Obviously, Roberto Osuna and Daniel Norris are the two big names that everyone will recognize, and deservingly so as they rank two and three among the Toronto Blue Jays top prospects. Osuna already boasts a 8.40 strikeout to walk ratio through his first seven starts.


Parking was a breeze around Cooley Law Stadium. Had we arrived a little earlier than 10 minutes before game time, we might have been able to park a little closer, but there were ample lots within a one to two block radius of the ballpark.

We parked for just three dollars, and the walk was only a few minutes. Getting out from the game was also fairly easy, as it’s just a trip north up North Larch Street.

For those looking to save a few bucks, you can also venture a few blocks further and park on the street for free.
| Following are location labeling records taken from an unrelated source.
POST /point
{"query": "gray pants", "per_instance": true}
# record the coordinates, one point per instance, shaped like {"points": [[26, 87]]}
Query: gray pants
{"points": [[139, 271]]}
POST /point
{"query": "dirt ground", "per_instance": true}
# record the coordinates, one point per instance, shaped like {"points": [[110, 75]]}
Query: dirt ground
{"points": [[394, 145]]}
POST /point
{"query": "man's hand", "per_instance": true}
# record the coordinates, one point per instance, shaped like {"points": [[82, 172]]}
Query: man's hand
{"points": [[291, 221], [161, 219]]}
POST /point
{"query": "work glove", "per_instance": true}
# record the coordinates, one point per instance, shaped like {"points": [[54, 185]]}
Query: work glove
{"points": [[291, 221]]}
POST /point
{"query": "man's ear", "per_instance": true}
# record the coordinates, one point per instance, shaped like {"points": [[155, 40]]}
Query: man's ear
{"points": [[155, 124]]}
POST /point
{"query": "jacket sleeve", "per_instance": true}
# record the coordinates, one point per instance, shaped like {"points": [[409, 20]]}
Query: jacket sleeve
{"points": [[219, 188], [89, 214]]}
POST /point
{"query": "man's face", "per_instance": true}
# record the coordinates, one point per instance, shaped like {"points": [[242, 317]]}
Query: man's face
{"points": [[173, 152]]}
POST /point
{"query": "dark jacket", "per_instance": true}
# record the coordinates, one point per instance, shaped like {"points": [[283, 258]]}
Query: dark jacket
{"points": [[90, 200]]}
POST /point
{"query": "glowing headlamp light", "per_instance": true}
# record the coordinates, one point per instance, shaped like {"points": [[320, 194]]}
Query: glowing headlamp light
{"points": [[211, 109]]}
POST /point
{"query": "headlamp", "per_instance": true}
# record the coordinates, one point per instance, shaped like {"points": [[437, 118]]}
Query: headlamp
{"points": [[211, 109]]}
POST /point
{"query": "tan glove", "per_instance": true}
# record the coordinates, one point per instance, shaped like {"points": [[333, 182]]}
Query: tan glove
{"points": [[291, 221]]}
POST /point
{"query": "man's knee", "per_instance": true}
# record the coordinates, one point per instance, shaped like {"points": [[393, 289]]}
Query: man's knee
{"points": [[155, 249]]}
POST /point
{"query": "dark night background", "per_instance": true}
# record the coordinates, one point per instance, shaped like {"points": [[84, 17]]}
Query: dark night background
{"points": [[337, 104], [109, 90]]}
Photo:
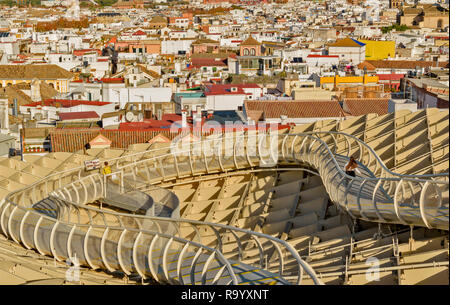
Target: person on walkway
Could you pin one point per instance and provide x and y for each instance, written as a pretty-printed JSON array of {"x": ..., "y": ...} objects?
[
  {"x": 351, "y": 167},
  {"x": 106, "y": 169}
]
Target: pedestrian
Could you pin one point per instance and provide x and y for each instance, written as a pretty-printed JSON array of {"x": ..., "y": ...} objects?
[
  {"x": 351, "y": 167},
  {"x": 106, "y": 169}
]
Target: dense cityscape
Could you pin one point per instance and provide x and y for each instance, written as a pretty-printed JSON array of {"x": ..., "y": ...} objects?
[{"x": 95, "y": 95}]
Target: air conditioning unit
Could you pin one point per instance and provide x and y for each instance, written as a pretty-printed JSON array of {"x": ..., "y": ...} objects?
[{"x": 129, "y": 116}]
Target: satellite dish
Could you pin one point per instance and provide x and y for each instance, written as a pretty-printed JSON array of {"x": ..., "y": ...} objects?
[{"x": 129, "y": 116}]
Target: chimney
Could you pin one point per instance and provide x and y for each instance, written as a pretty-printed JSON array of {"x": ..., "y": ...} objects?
[
  {"x": 35, "y": 90},
  {"x": 4, "y": 123},
  {"x": 183, "y": 118}
]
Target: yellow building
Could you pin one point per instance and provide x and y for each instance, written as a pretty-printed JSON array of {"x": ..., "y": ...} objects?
[
  {"x": 329, "y": 82},
  {"x": 53, "y": 75},
  {"x": 376, "y": 50}
]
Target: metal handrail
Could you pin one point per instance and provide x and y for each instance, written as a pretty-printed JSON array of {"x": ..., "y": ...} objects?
[{"x": 370, "y": 149}]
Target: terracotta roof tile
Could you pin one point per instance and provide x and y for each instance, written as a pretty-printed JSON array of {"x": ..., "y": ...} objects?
[
  {"x": 362, "y": 106},
  {"x": 296, "y": 109},
  {"x": 45, "y": 71},
  {"x": 398, "y": 64}
]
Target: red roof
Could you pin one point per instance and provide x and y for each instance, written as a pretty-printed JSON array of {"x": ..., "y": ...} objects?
[
  {"x": 225, "y": 89},
  {"x": 64, "y": 116},
  {"x": 207, "y": 62},
  {"x": 65, "y": 103},
  {"x": 139, "y": 33},
  {"x": 314, "y": 55},
  {"x": 82, "y": 52},
  {"x": 390, "y": 76}
]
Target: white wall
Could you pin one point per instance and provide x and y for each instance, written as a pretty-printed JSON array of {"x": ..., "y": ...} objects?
[{"x": 224, "y": 102}]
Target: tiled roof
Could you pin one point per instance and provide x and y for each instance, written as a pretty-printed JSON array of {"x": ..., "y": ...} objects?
[
  {"x": 207, "y": 62},
  {"x": 158, "y": 19},
  {"x": 64, "y": 116},
  {"x": 295, "y": 109},
  {"x": 347, "y": 42},
  {"x": 65, "y": 103},
  {"x": 250, "y": 42},
  {"x": 398, "y": 64},
  {"x": 362, "y": 106},
  {"x": 45, "y": 71},
  {"x": 205, "y": 40}
]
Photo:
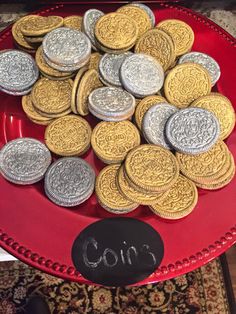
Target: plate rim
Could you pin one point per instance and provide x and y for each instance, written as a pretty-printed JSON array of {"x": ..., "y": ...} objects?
[{"x": 164, "y": 272}]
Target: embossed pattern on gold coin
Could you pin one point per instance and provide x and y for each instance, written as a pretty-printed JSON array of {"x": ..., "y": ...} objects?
[
  {"x": 108, "y": 194},
  {"x": 89, "y": 82},
  {"x": 222, "y": 108},
  {"x": 204, "y": 166},
  {"x": 152, "y": 167},
  {"x": 68, "y": 136},
  {"x": 73, "y": 21},
  {"x": 28, "y": 108},
  {"x": 41, "y": 25},
  {"x": 182, "y": 34},
  {"x": 111, "y": 141},
  {"x": 159, "y": 45},
  {"x": 143, "y": 198},
  {"x": 116, "y": 31},
  {"x": 139, "y": 16},
  {"x": 45, "y": 68},
  {"x": 179, "y": 201},
  {"x": 185, "y": 83},
  {"x": 94, "y": 60},
  {"x": 222, "y": 180},
  {"x": 52, "y": 97},
  {"x": 17, "y": 34},
  {"x": 143, "y": 106}
]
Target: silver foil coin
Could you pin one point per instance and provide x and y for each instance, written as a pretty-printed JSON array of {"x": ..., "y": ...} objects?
[
  {"x": 148, "y": 11},
  {"x": 204, "y": 60},
  {"x": 18, "y": 71},
  {"x": 154, "y": 121},
  {"x": 88, "y": 24},
  {"x": 111, "y": 104},
  {"x": 141, "y": 75},
  {"x": 69, "y": 181},
  {"x": 192, "y": 130},
  {"x": 65, "y": 68},
  {"x": 66, "y": 46},
  {"x": 24, "y": 160},
  {"x": 109, "y": 68}
]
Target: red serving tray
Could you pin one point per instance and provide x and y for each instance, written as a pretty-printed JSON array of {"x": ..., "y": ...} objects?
[{"x": 41, "y": 234}]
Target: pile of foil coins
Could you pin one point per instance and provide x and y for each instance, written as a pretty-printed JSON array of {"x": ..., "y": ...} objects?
[{"x": 158, "y": 126}]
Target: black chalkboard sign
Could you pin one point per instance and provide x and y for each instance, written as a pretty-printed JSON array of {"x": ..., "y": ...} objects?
[{"x": 117, "y": 251}]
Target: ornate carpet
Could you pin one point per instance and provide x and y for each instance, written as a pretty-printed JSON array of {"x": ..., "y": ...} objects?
[{"x": 202, "y": 291}]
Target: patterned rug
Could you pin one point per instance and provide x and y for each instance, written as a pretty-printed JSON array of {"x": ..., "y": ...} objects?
[{"x": 200, "y": 291}]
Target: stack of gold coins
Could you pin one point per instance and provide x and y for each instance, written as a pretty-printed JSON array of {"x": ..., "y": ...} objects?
[
  {"x": 211, "y": 170},
  {"x": 108, "y": 194},
  {"x": 68, "y": 136},
  {"x": 155, "y": 86},
  {"x": 51, "y": 98},
  {"x": 111, "y": 141},
  {"x": 116, "y": 32}
]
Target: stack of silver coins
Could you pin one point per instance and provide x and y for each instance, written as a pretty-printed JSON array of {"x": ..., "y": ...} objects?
[
  {"x": 192, "y": 130},
  {"x": 109, "y": 68},
  {"x": 141, "y": 75},
  {"x": 189, "y": 131},
  {"x": 154, "y": 121},
  {"x": 66, "y": 49},
  {"x": 18, "y": 72},
  {"x": 111, "y": 104},
  {"x": 24, "y": 161},
  {"x": 69, "y": 181}
]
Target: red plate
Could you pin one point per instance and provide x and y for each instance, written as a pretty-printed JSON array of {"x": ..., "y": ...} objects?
[{"x": 41, "y": 234}]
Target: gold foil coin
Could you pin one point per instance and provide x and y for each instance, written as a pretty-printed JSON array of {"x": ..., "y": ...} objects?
[
  {"x": 181, "y": 33},
  {"x": 94, "y": 60},
  {"x": 30, "y": 111},
  {"x": 52, "y": 97},
  {"x": 40, "y": 25},
  {"x": 204, "y": 166},
  {"x": 159, "y": 45},
  {"x": 108, "y": 193},
  {"x": 152, "y": 167},
  {"x": 75, "y": 87},
  {"x": 17, "y": 34},
  {"x": 116, "y": 31},
  {"x": 185, "y": 83},
  {"x": 68, "y": 136},
  {"x": 73, "y": 21},
  {"x": 179, "y": 201},
  {"x": 143, "y": 198},
  {"x": 111, "y": 141}
]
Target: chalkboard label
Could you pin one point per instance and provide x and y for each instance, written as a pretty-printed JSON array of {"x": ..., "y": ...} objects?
[{"x": 117, "y": 251}]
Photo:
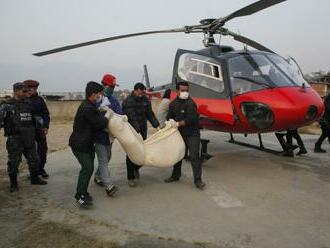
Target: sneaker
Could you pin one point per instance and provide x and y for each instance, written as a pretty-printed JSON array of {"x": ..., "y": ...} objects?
[
  {"x": 319, "y": 150},
  {"x": 98, "y": 182},
  {"x": 131, "y": 183},
  {"x": 137, "y": 174},
  {"x": 111, "y": 190},
  {"x": 302, "y": 151},
  {"x": 13, "y": 188},
  {"x": 38, "y": 181},
  {"x": 43, "y": 174},
  {"x": 200, "y": 184},
  {"x": 88, "y": 197},
  {"x": 171, "y": 179},
  {"x": 83, "y": 202}
]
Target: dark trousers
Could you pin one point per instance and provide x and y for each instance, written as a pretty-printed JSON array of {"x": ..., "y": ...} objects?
[
  {"x": 294, "y": 134},
  {"x": 192, "y": 143},
  {"x": 131, "y": 168},
  {"x": 16, "y": 146},
  {"x": 86, "y": 161},
  {"x": 325, "y": 134},
  {"x": 41, "y": 148}
]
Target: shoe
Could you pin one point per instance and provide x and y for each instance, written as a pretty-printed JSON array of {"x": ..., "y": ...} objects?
[
  {"x": 111, "y": 190},
  {"x": 88, "y": 197},
  {"x": 43, "y": 174},
  {"x": 171, "y": 180},
  {"x": 288, "y": 154},
  {"x": 319, "y": 150},
  {"x": 37, "y": 181},
  {"x": 98, "y": 182},
  {"x": 83, "y": 202},
  {"x": 302, "y": 151},
  {"x": 200, "y": 184},
  {"x": 131, "y": 183},
  {"x": 13, "y": 184},
  {"x": 137, "y": 174}
]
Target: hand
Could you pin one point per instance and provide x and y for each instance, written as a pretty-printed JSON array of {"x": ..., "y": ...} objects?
[
  {"x": 181, "y": 123},
  {"x": 45, "y": 130},
  {"x": 108, "y": 114},
  {"x": 104, "y": 108}
]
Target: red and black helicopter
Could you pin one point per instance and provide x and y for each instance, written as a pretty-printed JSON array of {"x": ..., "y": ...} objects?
[{"x": 245, "y": 91}]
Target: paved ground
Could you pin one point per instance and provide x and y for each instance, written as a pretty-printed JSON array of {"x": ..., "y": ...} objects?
[{"x": 252, "y": 198}]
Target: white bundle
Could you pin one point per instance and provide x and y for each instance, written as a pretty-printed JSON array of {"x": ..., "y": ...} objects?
[{"x": 162, "y": 149}]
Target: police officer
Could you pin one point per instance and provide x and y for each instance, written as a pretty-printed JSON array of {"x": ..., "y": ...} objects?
[
  {"x": 138, "y": 109},
  {"x": 184, "y": 111},
  {"x": 18, "y": 120},
  {"x": 42, "y": 114}
]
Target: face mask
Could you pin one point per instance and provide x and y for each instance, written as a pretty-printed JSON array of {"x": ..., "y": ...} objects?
[
  {"x": 184, "y": 95},
  {"x": 99, "y": 98},
  {"x": 108, "y": 91}
]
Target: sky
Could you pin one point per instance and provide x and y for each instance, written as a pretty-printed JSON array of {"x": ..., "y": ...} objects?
[{"x": 297, "y": 28}]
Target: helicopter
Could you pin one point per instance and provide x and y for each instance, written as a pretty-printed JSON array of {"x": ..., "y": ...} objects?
[{"x": 237, "y": 91}]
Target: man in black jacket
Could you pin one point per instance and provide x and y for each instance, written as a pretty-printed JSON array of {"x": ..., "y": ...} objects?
[
  {"x": 87, "y": 122},
  {"x": 138, "y": 109},
  {"x": 42, "y": 114},
  {"x": 18, "y": 119},
  {"x": 325, "y": 126},
  {"x": 184, "y": 111}
]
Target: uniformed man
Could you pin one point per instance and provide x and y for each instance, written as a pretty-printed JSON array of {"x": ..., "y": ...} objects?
[
  {"x": 18, "y": 120},
  {"x": 42, "y": 114},
  {"x": 184, "y": 111}
]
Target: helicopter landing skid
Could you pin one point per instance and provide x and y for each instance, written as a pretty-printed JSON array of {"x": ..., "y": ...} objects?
[{"x": 261, "y": 147}]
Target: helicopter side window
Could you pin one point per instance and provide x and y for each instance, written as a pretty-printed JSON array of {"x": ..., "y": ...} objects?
[{"x": 201, "y": 70}]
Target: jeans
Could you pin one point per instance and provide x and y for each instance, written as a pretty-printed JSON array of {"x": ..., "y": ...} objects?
[
  {"x": 86, "y": 161},
  {"x": 103, "y": 153},
  {"x": 192, "y": 143}
]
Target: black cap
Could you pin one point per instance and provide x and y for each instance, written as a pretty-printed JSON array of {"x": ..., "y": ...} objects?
[
  {"x": 93, "y": 87},
  {"x": 20, "y": 86}
]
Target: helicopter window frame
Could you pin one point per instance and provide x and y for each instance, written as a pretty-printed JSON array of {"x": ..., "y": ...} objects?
[{"x": 192, "y": 68}]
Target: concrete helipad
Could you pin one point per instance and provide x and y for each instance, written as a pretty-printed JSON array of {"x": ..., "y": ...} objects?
[{"x": 252, "y": 198}]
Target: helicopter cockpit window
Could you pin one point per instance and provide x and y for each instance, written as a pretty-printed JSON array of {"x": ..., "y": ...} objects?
[
  {"x": 201, "y": 70},
  {"x": 255, "y": 72},
  {"x": 290, "y": 68}
]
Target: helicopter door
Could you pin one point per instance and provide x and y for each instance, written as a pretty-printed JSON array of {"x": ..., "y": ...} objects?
[{"x": 207, "y": 85}]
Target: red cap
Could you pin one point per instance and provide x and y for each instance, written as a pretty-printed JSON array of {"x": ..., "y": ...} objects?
[
  {"x": 31, "y": 83},
  {"x": 109, "y": 80}
]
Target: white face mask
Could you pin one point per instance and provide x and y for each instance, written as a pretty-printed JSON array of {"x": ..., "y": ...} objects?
[{"x": 184, "y": 95}]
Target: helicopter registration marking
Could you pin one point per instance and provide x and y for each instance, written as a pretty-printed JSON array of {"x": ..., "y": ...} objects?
[{"x": 222, "y": 198}]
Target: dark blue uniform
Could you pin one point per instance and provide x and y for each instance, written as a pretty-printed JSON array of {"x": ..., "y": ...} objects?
[
  {"x": 42, "y": 115},
  {"x": 18, "y": 120}
]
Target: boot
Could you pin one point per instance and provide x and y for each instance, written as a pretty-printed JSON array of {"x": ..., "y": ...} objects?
[
  {"x": 13, "y": 183},
  {"x": 37, "y": 181}
]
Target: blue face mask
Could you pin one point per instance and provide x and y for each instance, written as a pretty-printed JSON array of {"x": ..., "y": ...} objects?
[
  {"x": 99, "y": 99},
  {"x": 108, "y": 91}
]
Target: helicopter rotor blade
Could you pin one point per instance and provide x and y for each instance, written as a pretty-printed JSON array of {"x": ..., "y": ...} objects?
[
  {"x": 186, "y": 29},
  {"x": 247, "y": 10},
  {"x": 246, "y": 40}
]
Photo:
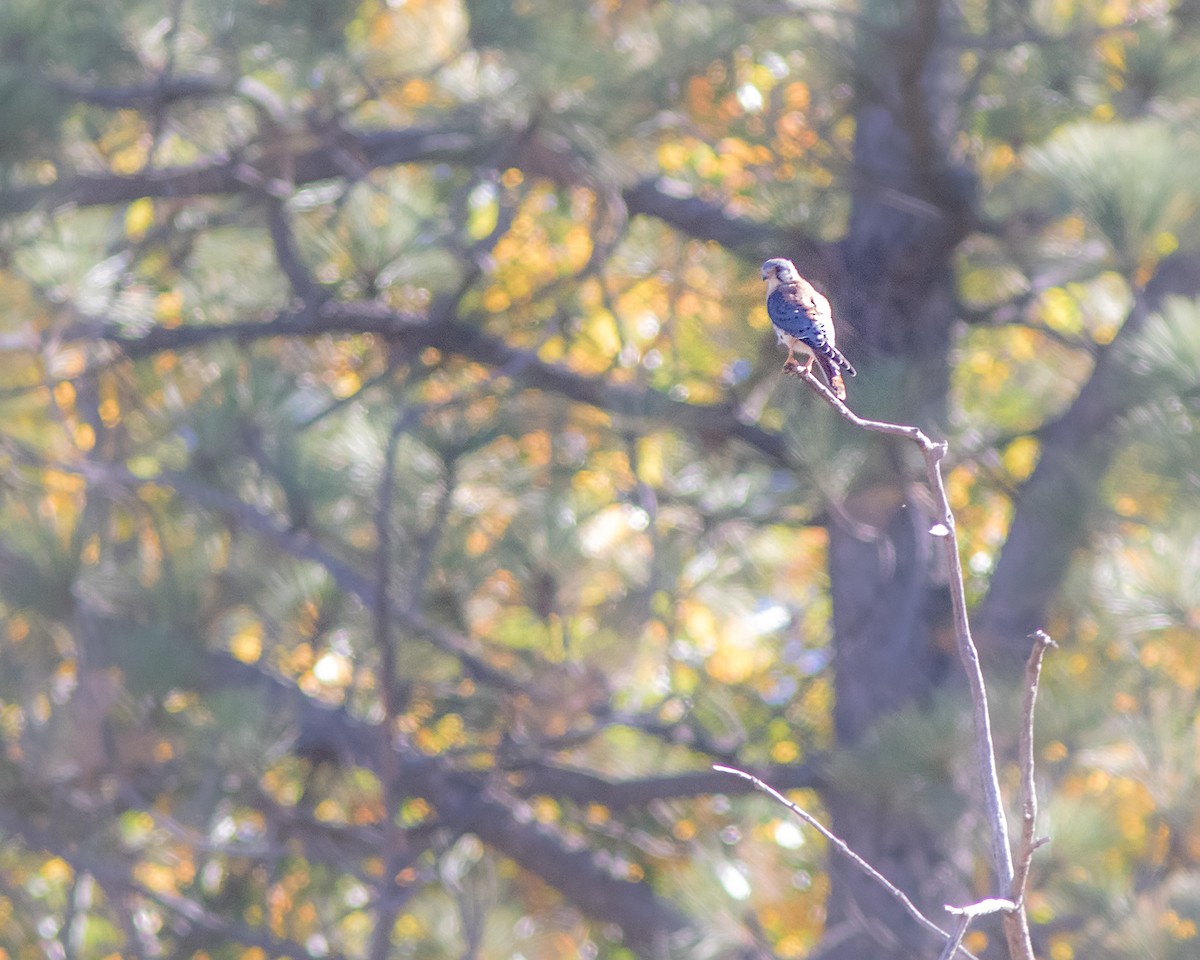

But if time is of the essence, I’d recommend just shelling out a couple of bucks and park close to the stadium.


If you’re ever in the vicinity of the southwest corner of Ontario or happen to be in Michigan, then I’d definitely recommend checking out a Lugnuts game. Combining it with another event in the area like a Nascar race or Tigers game, then it makes it totally worth the trip.

For those adventurous Blue Jays fans that plan on seeing all the minor league affiliates, Lansing is a must-visit. Although the talent level at single A is very raw, there is a real sense of a grassroots level of appreciation for the game.

If you’re bringing kids to the ballpark, they’ll surely have a blast as there’s no shortage of things for them to do. The food and drink choices are excellent, and just the overall atmosphere of the ballpark is warm and friendly.

And who knows, you might just catch a glimpse of one of the Blue Jays hot young prospects in action like Roberto Osuna or Daniel Norris.

Ian Hunter

Ian has been writing about the Toronto Blue Jays since 2007. He enjoyed the tail-end of the Roy Halladay era and vividly remembers the Alex Rodriguez "mine" incident. He'll also retell the story of Game 5 of the 2015 ALDS to his kids for the next 20 years.

2 thoughts on “The Lansing Lugnuts Experience at Cooley Law Stadium

  • June 18, 2013 at 8:27 pm

    Great stuff! Last year my girlfriend and I went to A White Sox game to see the Jays play but decided to stop in Lansing to see Sanchez start for them. Great game (it was hotter than hell though, in early July) but a super fun night! They had 4th of July week fireworks that night too.

    • June 19, 2013 at 4:52 am

      Yeah, the fireworks were excellent. And they started them within minutes of the game being over, great so that families didn't have to wait around too long.